許してください

私たちきっと一緒にいられないね、と思って切なくなった午後があった。気持ちが芽生えた途端に想像した別れは、思ったより早めに来た。

あとちょっと、こうしていれば。あとちょっと、貴方が近くにいたらいいのに。
ため息をついてみても、何も変わらないくせに。


あるとき、人類は私の傍で死んでいった。遺言を書く暇も与えられなかった。私の中の熱すぎると同時に冷たすぎる「アレ」が、みんなの息の根を止めていった。
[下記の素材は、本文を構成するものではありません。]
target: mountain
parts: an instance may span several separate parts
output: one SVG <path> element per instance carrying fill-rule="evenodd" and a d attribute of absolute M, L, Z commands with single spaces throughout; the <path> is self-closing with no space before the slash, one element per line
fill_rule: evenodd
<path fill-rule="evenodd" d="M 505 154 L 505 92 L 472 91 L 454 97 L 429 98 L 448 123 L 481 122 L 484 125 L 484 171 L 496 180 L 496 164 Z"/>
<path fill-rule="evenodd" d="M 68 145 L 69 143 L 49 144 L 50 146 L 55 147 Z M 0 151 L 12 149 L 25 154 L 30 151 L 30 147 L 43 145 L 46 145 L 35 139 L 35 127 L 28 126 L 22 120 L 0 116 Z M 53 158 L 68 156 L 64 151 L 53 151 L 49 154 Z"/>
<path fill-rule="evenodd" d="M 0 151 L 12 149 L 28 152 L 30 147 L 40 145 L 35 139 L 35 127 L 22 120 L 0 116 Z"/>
冷やかしで私に近づかないで、人をダメにしてしまうから。
私に消費されて抜け殻になった誰かも、また今年の夏を待つのか。
君は私のことをもう憎めなくなったんだ。
アイスがとけて腕をつたった。それを拭うのさえ億劫なくらい、私は動けなくなったから。

ポケットに手を入れると、くしゃっと音がした。
私の汗でシワシワになったそれを広げてみると、また、いつかの何にもならない模様があった。
私はそれを見て立ち尽くすしかできない。気づけばあたりは暗くなっていて、その紙切れには火がついていた。
しばらくパチパチと燃えていたけど、やがて消え、また夜が私を一人にした。